No con esta cultura tan nuestra de hacer justicia sin pensar en quién sufre. No con un sistema que pone en el mismo rango a quien claramente padece como a quien claramente ha perpetrado el dolor. Uno solo quiere escapara para no sufrir, y el otro sólo quiere escapar de una condena que le perjudique más su vida.
La víctima debe tener garantías de que salir a la luz pública no va a comportar más humillaciones ni violaciones de su intimidad, para ella sentirse juzgada y ultrajada es tanto como volver a repetir el terrible episodio vivido.
Esto tiene que acabar. No podemos mantener un sistema que no busca reparar sino clasificar y ejercer su poder.

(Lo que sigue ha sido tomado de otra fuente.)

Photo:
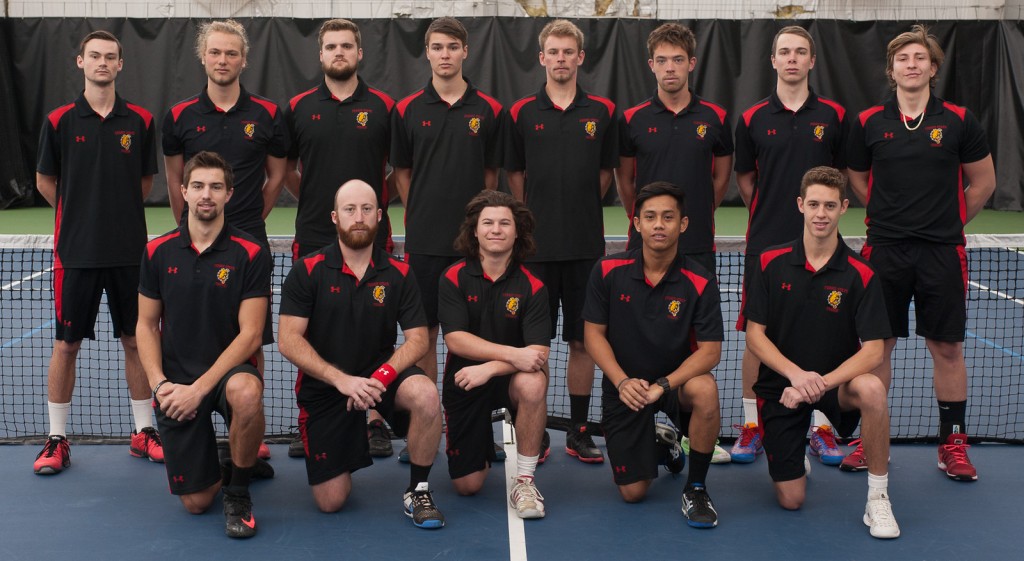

No podemos sostener un sistema cultural dirigido a señalar sin pudor obviando los daños personales de las personas, -muy habitual en mundos que deberían mantener un mínimo de cordura ética como lo es el de la política-.
Incluso hay que profundizar en por qué se cometen semejantes monstruosidades. Qué hace que algunos jóvenes lleguen a este nivel de agresividad y desconexión emocional para cometer estos actos llenos de impunidad.
No es fácil arreglar todo este descalabrado sistema que necesita ser transformado. Y, por cierto, a quien primero se debería transformar es a algunos jueces que día a día demuestran que viven en un mundo demasiado normatizado donde no logran ver, o no quieren, que se juzga no solo a personas, también los límites que determinarán su futuro.